CPU: I32.4Ghz4 core, 8 GB memory mode 1: using its Native Interface operation JVM:-Xms1024m-Xmx1024m-Xmn512m-XX: PermSize128m-XX: MaxPermSize256m4000 node (50 attributes), 4000 relationship: 1 second, in the meantime, the cpu usage is 25%, the 761M8000 node (50 attributes), the relationship is 8000: 2 seconds, during which the cpu usage is 25%, 82
CPU: I3 2.4 Ghz 4-core, memory 8G Mode A: using its Native Interface operation JVM:-Xms1024m-Xmx1024m-Xmn512m-XX: PermSize = 128 m-XX: maxPermSize = 256 m 4000 nodes (50 attributes), 4000 links: 1 second, cpu usage 25%, 761 M 8000 nodes (50 attributes), 8000 links: 2 seconds, cpu usage 25%, 82
CPU: I3 2.4 Ghz 4-core, 8 GB memory
Method 1: Use its Native Interface
JVM:-Xms1024m-Xmx1024m-Xmn512m-XX: PermSize = 128 m-XX: MaxPermSize = 256 m
4000 nodes (50 attributes), 4000 links: 1 second, during which the cpu usage is 25%, 761 M
8000 nodes (50 attributes), 8000 links: 2 seconds, during which the cpu usage is 25%, 829 M
16000 nodes (50 attributes), 16000 links: 5 seconds, during which the cpu usage is 25,983 MB
24000 nodes (50 attributes), 24000 links: 9 seconds, during which the cpu usage is 25%, 1079 M
32000 nodes (50 attributes), 32000 links: 14 seconds, during which the cpu usage is 25%, 1187 M
40000 nodes (50 attributes), 40000 links: after execution for more than 1 minute, the message outOfMemery: java heap space is reported directly.
Memory usage:
Conclusion: when the transaction insertion interface is used during insertion, more than 30 thousand nodes and relationships can be inserted at last in the JVM 1 GB memory configuration, and memory overflow occurs when more nodes are inserted.
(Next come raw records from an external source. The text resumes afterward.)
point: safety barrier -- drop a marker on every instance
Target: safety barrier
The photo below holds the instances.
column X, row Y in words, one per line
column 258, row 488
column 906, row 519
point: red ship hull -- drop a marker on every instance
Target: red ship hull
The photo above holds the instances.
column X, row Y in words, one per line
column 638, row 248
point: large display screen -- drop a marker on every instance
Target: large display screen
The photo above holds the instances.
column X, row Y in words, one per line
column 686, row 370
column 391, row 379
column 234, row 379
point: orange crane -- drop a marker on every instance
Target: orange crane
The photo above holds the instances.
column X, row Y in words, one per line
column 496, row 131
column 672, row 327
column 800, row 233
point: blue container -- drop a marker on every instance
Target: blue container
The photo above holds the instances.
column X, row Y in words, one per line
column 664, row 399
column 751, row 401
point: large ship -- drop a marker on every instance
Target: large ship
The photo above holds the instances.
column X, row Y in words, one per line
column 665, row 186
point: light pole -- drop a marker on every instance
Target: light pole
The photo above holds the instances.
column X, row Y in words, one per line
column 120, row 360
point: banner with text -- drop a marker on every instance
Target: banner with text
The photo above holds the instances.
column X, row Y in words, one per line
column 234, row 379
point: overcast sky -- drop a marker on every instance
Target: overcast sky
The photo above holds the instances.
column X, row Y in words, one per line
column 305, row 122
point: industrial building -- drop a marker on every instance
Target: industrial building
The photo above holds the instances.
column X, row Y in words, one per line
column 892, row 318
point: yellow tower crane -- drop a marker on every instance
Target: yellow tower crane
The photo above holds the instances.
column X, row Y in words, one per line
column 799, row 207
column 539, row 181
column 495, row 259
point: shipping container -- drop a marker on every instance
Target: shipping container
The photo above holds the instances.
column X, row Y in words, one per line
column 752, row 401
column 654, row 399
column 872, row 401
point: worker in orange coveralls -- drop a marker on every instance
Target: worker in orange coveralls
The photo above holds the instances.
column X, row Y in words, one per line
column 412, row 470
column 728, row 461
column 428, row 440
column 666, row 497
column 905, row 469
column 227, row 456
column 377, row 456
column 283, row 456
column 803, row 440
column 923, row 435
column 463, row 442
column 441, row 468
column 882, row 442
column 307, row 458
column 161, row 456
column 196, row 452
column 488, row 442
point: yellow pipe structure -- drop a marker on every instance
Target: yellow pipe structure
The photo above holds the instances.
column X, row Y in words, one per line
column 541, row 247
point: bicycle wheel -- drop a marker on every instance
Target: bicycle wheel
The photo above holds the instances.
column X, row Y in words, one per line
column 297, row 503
Method 2: Use the BatchInserter Interface
JVM: use the default JVM settings.
40000 nodes (50 attributes), 40000 relationships: 6 seconds, CPU usage 25%, memory 288 M
80000 nodes (50 attributes), 80000 relationships: 17 seconds, CPU usage 25%, memory 288 M
120000 nodes (50 attributes), 120000 links: 31 seconds, CPU usage 25%, memory 289 M
200000 nodes (50 attributes), 200000 relationships: 56 seconds, CPU usage 25%, memory 288 M
Analysis:
According to the official documentation, when a small amount of data is inserted (less than 5000 items are observed according to the test), we recommend that you use the transaction-Type Insert interface (usually the data operation interface of NEO4J), the speed is still acceptable; when the data volume is large, we recommend that you use the dedicated BatchInserters interface, which does not create transactions during insertion. It is estimated that the memory usage is very small. Basically, the memory remains unchanged during operations on different data volumes. It can be seen that when importing a large amount of data to NEO4J, there are two methods to achieve rapid insertion:
Shfa
This method divides a large number of data sets into 5000 or fewer sets, and inserts data using the transaction insert interface. In this way, the overall insertion time is based on the above test results, 100000 data records can be inserted within 30 seconds. The disadvantage is that you need to split the dataset into a small set. The advantage is that when you are already running a set of NEO4J databases, you only need to modify the relevant code and do not need to pause the database during the import.
Batch insert method
This method can achieve fast insertion regardless of the amount of data, achieving a balance between speed and memory. It is suitable for importing a large amount of data at one time during database initialization (or when a large amount of data needs to be imported; the disadvantage is that you need to pause the database when importing data and use the BatchInserters interface to import the data. This does not enable uninterrupted business operation.
Suggestion:
The large-to-small method is adopted. When the number of data inserted (imported) exceeds 1000, batch inserts can be used to quickly insert data, it can also ensure that the memory usage does not change much, resulting in OOM.